Large Language Models' Performances regarding logical observation identifiers names and codes mapping in laboratory medicine: A comparative analysis of ChatGPT-4.0, Gemini, and Perplexity.
Journal:
International journal of medical informatics
Published Date:
Jan 6, 2026
Abstract
OBJECTIVES: This study aimed to assess the feasibility and practical utility of using large language models (LLMs) for Logical Observation Identifiers Names and Codes (LOINC) mapping to standardise healthcare data in the field of laboratory medicine. We evaluated the accuracy and applicability of three LLMs-ChatGPT-4.0 (OpenAI), Gemini 1.5 (Google DeepMind), and Perplexity AI (Perplexity.ai)-in mapping laboratory test items, which typically require considerable institutional-level standardisation efforts. METHODS: A total of 75 representative laboratory test items, including 55 clinical chemistry and 20 hematology tests commonly used in clinical practice, were selected. Six board-certified clinical pathologists independently mapped each test item to its appropriate LOINC code. A consensus mapping was established by the experts and used as the gold standard. Each LLM's output was compared to this consensus, and the results were categorised as complete match (CM), partial match (PM), or mismatch (MM) based on agreement with the reference.

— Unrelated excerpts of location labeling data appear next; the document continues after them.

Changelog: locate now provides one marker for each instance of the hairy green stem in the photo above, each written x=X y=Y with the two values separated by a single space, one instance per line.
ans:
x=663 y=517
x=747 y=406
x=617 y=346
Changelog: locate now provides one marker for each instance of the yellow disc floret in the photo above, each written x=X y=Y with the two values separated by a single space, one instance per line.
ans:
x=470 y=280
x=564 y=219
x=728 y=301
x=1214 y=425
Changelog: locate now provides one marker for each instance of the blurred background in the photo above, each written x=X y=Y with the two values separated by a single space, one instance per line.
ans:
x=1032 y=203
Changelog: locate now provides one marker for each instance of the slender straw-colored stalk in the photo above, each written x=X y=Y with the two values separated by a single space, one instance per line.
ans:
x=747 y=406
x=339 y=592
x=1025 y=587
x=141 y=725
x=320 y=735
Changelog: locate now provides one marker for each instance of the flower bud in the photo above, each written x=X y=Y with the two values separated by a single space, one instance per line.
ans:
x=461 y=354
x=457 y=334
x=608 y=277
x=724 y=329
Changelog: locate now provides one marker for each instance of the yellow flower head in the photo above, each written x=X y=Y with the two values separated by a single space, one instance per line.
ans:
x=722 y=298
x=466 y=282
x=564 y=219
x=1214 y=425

RESULTS: Overall paired ordinal analyses demonstrated a significant difference in LOINC code-mapping performance among the three models, with Gemini performing significantly worse than both ChatGPT-4.0 and Perplexity AI, and no significant difference between ChatGPT-4.0 and Perplexity AI. ChatGPT-4.0 achieved the highest CM rate in clinical chemistry (58.2%), whereas Perplexity AI performed best in hematology (55.0%). Gemini showed the highest MM rates, particularly in hematology (80.0%), while partial matches were largely attributable to method-related discrepancies rather than fully incorrect mappings. CONCLUSION: Structured inputs, localisation to domestic laboratory practices, and expert oversight are critical to improving the reliability of LLM-generated LOINC mappings. While LLMs can reduce workload by generating candidate mappings, human validation remains essential to ensure clinical accuracy. Future improvements should focus on algorithmic refinement, error feedback integration, and adaptation to diverse laboratory settings to enhance accuracy and generalisability in real-world laboratory settings.